そこで、地域に根差して約30年の先駆者・中江裕司監督が熱く語りました。中江監督は沖縄で劇場を経営し、映画だけではなく、音楽ライブやワークショップ、雑貨店などを同空間で行い、地域の人々が集う場所を構築している真っ最中。その合い間に映画館のない離島へ巡回上映に出向き、映画の面白さを伝えているというエネルギッシュさ。「映画館、と名付けずに〝劇場〟としたのは、より間口を広げるため。私は映画監督ですが、人が喜んでもらうのが好きで、いろいろと人が集まる仕掛けを考えています。映画に特化することはなくサービス業と考えないと、映画監督としても生き残っていけません」と語気を強めます。

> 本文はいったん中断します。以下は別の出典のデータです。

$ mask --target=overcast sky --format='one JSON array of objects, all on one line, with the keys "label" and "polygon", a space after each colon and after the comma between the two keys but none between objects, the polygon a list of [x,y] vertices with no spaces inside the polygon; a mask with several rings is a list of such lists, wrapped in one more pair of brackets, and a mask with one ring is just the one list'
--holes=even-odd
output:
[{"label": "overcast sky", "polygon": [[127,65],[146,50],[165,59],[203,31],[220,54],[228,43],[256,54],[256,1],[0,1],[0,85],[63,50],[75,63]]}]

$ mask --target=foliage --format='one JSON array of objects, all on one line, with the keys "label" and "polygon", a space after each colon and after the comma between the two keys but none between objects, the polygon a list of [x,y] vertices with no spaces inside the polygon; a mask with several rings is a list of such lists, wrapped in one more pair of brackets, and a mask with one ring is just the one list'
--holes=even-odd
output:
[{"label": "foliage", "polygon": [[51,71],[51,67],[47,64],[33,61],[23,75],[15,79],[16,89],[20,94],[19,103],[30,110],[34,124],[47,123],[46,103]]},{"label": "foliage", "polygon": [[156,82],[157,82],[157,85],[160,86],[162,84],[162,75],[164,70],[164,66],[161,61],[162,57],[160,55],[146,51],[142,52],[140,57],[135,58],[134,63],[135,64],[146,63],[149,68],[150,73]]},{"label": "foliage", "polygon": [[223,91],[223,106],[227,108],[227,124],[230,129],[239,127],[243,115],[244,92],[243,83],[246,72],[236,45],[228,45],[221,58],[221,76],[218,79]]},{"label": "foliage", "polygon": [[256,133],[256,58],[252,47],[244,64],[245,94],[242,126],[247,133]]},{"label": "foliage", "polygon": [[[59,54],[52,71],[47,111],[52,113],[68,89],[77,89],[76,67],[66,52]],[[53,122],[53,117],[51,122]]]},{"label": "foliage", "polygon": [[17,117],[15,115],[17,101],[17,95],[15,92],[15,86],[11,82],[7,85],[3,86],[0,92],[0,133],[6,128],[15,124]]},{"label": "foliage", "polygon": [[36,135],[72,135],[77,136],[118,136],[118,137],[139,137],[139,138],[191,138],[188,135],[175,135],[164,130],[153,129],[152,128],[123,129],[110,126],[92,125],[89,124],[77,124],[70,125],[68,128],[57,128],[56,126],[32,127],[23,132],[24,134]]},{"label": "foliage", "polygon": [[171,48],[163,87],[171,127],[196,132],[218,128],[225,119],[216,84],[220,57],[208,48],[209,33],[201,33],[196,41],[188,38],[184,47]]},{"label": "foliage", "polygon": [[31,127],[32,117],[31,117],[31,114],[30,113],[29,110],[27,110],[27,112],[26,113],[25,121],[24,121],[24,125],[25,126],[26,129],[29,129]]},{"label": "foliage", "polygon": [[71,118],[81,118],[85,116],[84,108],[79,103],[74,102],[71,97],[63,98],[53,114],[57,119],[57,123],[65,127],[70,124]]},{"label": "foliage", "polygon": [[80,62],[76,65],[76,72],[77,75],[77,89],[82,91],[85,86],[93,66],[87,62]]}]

「現在の映画産業の問題は中央資本主義。地方各地から単館系の映画館が消え、シネコンでは同じ映画しか観られなくなった。中江監督や山崎監督の作品は、映画祭でしか観られないという現状。ハリウッドを視点にグローバル化が映画に要求するのは、消費としての映画。映画という本質を飛び越えて、経済の問題になってきている」という梁木ディレクターの言葉に対し、「本当は人の問題かもしれない。ハリウッドの映画こそ、本当の映画だと言い切って認識してしまう人が多く、それはマインドコントロールにも近い」と村山さん。話が盛り上がるにつれ、農業と映画を飛び越えて、映画というものの根本に及んできました。事実、中江監督は沖縄離島を中心に、精力的に巡回上映を行い、山崎監督もそれに続きます。「巡回上映を行っていると、映画においてのライブ感がいかに大事かがわかるんです。そこで地域の人々が交流し、新しいものが生まれて行く」と中江監督。「映画はそもそも非日常的でイベント性を含むもの。それが家で一人で観られる環境が主流になった。問題はシネコンが増え、どの映画館も同じ映画が上映されることになり、単館系の素晴らしい映画が全国に行き届かない」と梁木ディレクターは、中央集権的な配給体制に警鐘を鳴らします。「映画は人に観てもらうもの。地域から生まれても全国、全世界の人々に観てもらう体制をつくるのが急務。それこそ地産池消じゃなく、山崎さんの提案する〝地産地生〟なんです」という村山さんの言葉に、会場のみなさんは深くうなずきました。

そして、話はフィルムからデジタル化の内容に。「この1年間で全国から35mmのフィルム映写機が消え、結果100の映画館がなくなるだろう」との危機的な予想をもとに、「これからは、本当に中央集権主義をなくしていき、地域が頑張って、独自の配給網を作らなければならない。そのためには地域の自立が非常に大切になってくる」と中江監督。

「農業と映画」をテーマに始まったシンポジウムでしたが、最終的には、「映画」というものの根本を考える機会になった、非常に有意義な1時間半でした。これを危機と考えるのか、過渡期と考えるのか…。「農業も映画も同じ。耕し続けないと枯れてしまう」との山崎監督の言葉が、パネリストや観客の心に深く突き刺さりました。